Mediante la imposición por género, edad, jerarquía, condición económica, cultural, educativa, racial, física o varias de estas categorías juntas, hay quienes toman el poder y lo ejercen sin permitir que se les contradiga, y hay quienes se someten a este mandato.

Parecería ser una condición humana ineludible, una característica perpetua de las sociedades. Sin embargo, es solo producto de la inmadurez emocional. Así de sencillo.

Casi todos los seres humanos tenemos heridas de la infancia sin resolver: abandono, injusticia, rechazo, humillación y/o traición, que nos complican la vida, e ignorarlas solo empeora las cosas. Es como pretender que no se tiene una enfermedad física que se está agravando paulatinamente.

La mayoría de las personas van por la vida llevando estas heridas a flor de piel, justo porque quieren alejarse de ellas, pero, como decía Carl Jung, a lo que nos resistimos crece.

A mayor resistencia a revivir la herida para mirarla desde una perspectiva diferente y, así, sanarla, más se enferman las emociones y el ego, hasta llegar a personalidades en extremo distorsionadas.

Los sometedores necesitan controlar a las personas porque creen que la obediencia y/o la salamería impedirán que los abandonen, rechacen, humillen, traicionen; es decir, que les vuelvan a hacer lo que tanto les duele todavía.

Entre los sometedores tenemos a los tiranos, la personalidad con mayor grado de distorsión, cuyo enorme miedo a volver a ser víctima de cualquiera o varias de las heridas de la infancia, hace que pretendan tener el control total sobre las vidas de los otros. Todo aquel que no se someta a su voluntad será expulsado del “sistema” que el tirano encabeza, sea este cual sea, solo basta una sola persona que se someta.

Esta expulsión puede ser de sectores sociales enteros, si el tirano es gobernante; de varios marginados en el trabajo o incluso despedidos, si es un jefe; o de las “ovejas negras”, si es cabeza de familia.

La expulsión que realiza el tirano consiste en anular las formas de pensar, sentir y hacer de los sometidos cuando lo perturban emocionalmente, de manera que, autoritariamente, los convierte en proscritos. Y aun estando presentes en el “sistema”, no cuentan o, incluso, son constantemente fustigados.

Por su parte, quienes se someten están necesitando que se hagan cargo de ellos, porque se sienten incapaces de hacerse responsables de sus propias vidas. Y así nacen víctimas y victimarios, que constantemente están intercambiando roles, porque quien se somete a un tirano en un ámbito específico, puede serlo a su vez en otro. Como alguna vez dijo Daniel Defoe, autor de Robinson Crusoe: “todos los hombres serían tiranos si pudieran”.

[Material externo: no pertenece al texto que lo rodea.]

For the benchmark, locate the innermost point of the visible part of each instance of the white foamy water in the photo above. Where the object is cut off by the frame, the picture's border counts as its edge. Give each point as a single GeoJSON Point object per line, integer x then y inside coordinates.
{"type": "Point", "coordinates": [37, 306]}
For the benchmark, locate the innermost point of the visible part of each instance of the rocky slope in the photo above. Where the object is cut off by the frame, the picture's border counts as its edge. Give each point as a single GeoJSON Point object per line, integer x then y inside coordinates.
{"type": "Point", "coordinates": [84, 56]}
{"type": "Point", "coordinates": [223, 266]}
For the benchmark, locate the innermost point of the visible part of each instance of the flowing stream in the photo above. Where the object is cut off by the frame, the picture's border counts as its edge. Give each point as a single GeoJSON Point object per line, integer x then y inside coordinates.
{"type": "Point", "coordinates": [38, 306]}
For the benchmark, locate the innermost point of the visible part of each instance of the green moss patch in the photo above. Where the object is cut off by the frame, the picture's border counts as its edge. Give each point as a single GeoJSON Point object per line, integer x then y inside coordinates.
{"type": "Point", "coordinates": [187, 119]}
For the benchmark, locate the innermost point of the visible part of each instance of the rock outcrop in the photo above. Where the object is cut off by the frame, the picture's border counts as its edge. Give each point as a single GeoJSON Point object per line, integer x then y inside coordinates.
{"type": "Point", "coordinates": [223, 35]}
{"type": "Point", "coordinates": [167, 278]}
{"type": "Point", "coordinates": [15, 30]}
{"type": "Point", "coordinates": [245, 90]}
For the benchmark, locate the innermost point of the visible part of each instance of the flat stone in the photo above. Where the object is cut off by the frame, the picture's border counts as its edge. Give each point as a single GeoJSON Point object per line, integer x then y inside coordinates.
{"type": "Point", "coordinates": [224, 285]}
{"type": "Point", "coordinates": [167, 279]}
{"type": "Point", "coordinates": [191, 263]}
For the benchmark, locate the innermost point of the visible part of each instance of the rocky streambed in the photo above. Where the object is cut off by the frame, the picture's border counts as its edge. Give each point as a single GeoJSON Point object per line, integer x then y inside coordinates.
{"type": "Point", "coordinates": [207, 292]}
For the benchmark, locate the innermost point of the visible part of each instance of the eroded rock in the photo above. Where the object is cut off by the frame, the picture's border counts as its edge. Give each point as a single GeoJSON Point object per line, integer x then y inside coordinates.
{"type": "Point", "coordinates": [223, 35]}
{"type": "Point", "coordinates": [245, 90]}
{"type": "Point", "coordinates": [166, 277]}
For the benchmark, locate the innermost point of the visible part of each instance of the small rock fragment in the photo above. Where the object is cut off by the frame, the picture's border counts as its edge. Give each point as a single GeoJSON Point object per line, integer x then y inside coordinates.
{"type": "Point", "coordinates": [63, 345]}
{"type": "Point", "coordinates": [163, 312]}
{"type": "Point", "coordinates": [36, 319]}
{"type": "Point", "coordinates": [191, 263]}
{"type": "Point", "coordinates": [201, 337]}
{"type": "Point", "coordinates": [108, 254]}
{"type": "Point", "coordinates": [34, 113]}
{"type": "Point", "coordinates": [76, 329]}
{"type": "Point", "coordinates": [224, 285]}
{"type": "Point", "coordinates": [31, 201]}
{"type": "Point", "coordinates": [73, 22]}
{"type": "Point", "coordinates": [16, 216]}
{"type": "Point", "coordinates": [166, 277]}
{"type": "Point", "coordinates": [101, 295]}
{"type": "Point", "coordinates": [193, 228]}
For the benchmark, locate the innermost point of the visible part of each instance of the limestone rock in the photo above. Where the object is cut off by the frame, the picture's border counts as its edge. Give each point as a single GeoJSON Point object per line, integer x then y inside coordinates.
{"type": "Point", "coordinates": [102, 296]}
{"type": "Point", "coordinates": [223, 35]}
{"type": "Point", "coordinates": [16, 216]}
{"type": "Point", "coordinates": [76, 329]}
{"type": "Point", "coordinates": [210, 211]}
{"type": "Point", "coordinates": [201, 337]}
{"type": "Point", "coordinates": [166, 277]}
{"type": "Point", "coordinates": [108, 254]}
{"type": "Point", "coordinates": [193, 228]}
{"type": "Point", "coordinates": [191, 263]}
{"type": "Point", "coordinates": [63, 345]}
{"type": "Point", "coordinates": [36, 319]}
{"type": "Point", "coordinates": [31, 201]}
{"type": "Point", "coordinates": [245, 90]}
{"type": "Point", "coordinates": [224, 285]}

La tiranía comienza por cada uno de nosotros, en casa. Sus efectos son terribles en el alma y la sique: el tirano siempre está solo en realidad, y quien a él se somete estanca su vida.

Hay una muy interesante caracterología de la personalidad tiránica, autoría del doctor Miguel Palacios, presidente de la Junta Cívica de Guayaquil, Ecuador: “Muchas veces incoherente, actúa contrario a lo que piensa y aquello que dice es lo primero que le pasa por su mente. No sabe callar ni respetar el pensamiento ajeno… El contenido de su juicio es aparentemente lógico, aunque mantiene rasgos paranoideos evidentes. Tiene una suspicacia excesiva. Constantemente vive bajo la sensación de que le quieren hacer un complot o se siente maltratado.

“Su pensamiento está lleno de ideas de daño, perjuicio y persecución. Tiene una obsesión fanática... Reacciona instintivamente en forma primaria hasta volverse agresivo contra quién no le da la razón… Persona intolerante y prepotente que necesita imponer su voluntad, despreciando a quién esté a su lado sin importarle su pensar”.

¿Ya localizó a su tirano? Puede ser usted mismo, eh.